Ronnie deconstructs Little Ricky’s new book, “It Takes A Family”:
Here’s what Santorum wrote about giving financial aid to poor single moms:
“The classic example of the failure of liberal social and economic policy is the Great Society welfare programs… . Aid to Families With Dependent Children (AFDC), as welfare was known until 1996, put government in the role of family breadwinner.”
Clearly, Rick has a problem with paying moms to have babies, and frankly, I do too.
But here’s what he wrote regarding his demand that government increase the child credit and tax deduction for parents with kids: “The government actually provides less help the more children you have. The opposite should be true, and I am working on some amendments to fix this inequity for large families. (OK, I admit that with six kids of my own at home, I’m biased; but the tax code really has it in for big families.)”
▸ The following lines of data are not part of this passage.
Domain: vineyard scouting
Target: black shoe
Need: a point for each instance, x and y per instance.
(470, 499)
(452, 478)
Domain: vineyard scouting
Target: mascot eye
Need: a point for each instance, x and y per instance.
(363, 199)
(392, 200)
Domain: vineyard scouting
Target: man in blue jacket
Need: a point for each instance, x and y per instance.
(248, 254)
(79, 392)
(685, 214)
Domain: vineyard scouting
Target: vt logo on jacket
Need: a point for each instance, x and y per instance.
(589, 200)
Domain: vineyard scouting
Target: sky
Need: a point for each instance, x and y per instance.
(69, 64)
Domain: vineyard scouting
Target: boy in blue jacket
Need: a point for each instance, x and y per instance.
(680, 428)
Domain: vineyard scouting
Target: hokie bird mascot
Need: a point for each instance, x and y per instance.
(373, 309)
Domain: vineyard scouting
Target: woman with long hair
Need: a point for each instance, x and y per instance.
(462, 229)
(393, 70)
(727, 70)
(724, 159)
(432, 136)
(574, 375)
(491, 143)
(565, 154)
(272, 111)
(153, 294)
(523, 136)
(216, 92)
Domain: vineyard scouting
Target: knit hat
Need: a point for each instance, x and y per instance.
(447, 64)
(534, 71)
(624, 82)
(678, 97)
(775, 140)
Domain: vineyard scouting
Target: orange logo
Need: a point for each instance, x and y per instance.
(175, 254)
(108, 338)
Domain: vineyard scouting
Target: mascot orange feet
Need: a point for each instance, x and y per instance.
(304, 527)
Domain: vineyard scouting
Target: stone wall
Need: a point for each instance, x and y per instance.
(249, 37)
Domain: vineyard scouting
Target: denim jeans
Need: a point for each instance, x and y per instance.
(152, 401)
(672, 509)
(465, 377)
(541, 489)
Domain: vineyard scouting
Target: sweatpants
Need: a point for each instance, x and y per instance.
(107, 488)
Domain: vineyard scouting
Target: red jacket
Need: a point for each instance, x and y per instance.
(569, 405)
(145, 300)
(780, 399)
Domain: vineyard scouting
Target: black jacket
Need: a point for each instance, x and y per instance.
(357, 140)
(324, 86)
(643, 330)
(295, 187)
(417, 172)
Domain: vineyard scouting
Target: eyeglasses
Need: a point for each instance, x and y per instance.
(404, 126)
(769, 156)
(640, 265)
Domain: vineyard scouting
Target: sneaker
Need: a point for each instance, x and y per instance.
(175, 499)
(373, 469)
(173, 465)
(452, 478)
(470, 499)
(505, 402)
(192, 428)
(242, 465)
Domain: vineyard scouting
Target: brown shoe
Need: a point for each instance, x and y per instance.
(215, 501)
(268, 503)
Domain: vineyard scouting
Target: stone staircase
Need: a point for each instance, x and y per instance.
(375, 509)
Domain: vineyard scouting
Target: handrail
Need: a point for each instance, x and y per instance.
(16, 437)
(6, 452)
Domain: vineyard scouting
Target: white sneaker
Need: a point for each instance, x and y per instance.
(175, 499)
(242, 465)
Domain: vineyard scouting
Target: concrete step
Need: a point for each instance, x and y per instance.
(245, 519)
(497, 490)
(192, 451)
What I suspect he’s really saying: An out-of-work mom with more kids than she can afford doesn’t deserve the government’s help. But a middle-class senator with more kids than he can afford sure does!
Where he sometimes gets help instead: Santorum told the New York Times that his parents help him out financially. “They’re by no means wealthy - they’re two retired VA [Veterans Administration] employees - but they’ll send a check every now and then. They realize things are a little tighter for us.”
Except that he makes $162,000 a year. I’ll bet a welfare mom of six kids could live very well on that, so why is a 47-year-old man hitting up his elderly parents for cash? Or asking for tax breaks?
But at least his folks have the money to lend him. That’s because both his parents receive pensions. Why? Santorum grew up in a two-career family - a kind of family he deplores in his book as being obsessed with giving their kids “things” instead of time!
“Children of two parents who are working don’t need more things. They need more us!” he writes in his book.
But how much of his time is he giving his own kids? I’m not sure Santorum includes his own self in that “us.” His might be a one-career marriage, but the guy works six days a week and drives a hellish daily commute through D.C. traffic to Leesburg, Va. - a three-to-four-hour round-trip.
Why Leesburg? Because, he told the New York Times, Leesburg is as close to Washington as he could afford a home big enough for his family. I grew up in a huge family - there were 11 of us crammed into three bedrooms at one point - so I can’t help wondering, just how big does the Santorum home need to be? Or is his big, $757,000 house one of those unnecessary “things” Santorum feels compelled to give his kids, instead of time, which he’s wasting on that long commute?
There’s more.







Every state has its share of idiots, but it’s hard to beat Beastman Santorum. And of course Pennsylvania is the home of the World Champion Tag-Team of Idiocy: Beastman and Magic Bullet Spector.
What’s bigger, their hypocrisy or idiocy?
“The government actually provides less help the more children you have. The opposite should be true, and I am working on some amendments to fix this inequity for large families.”
Ricky’s twisted take on Clinton’s “I feel your pain.”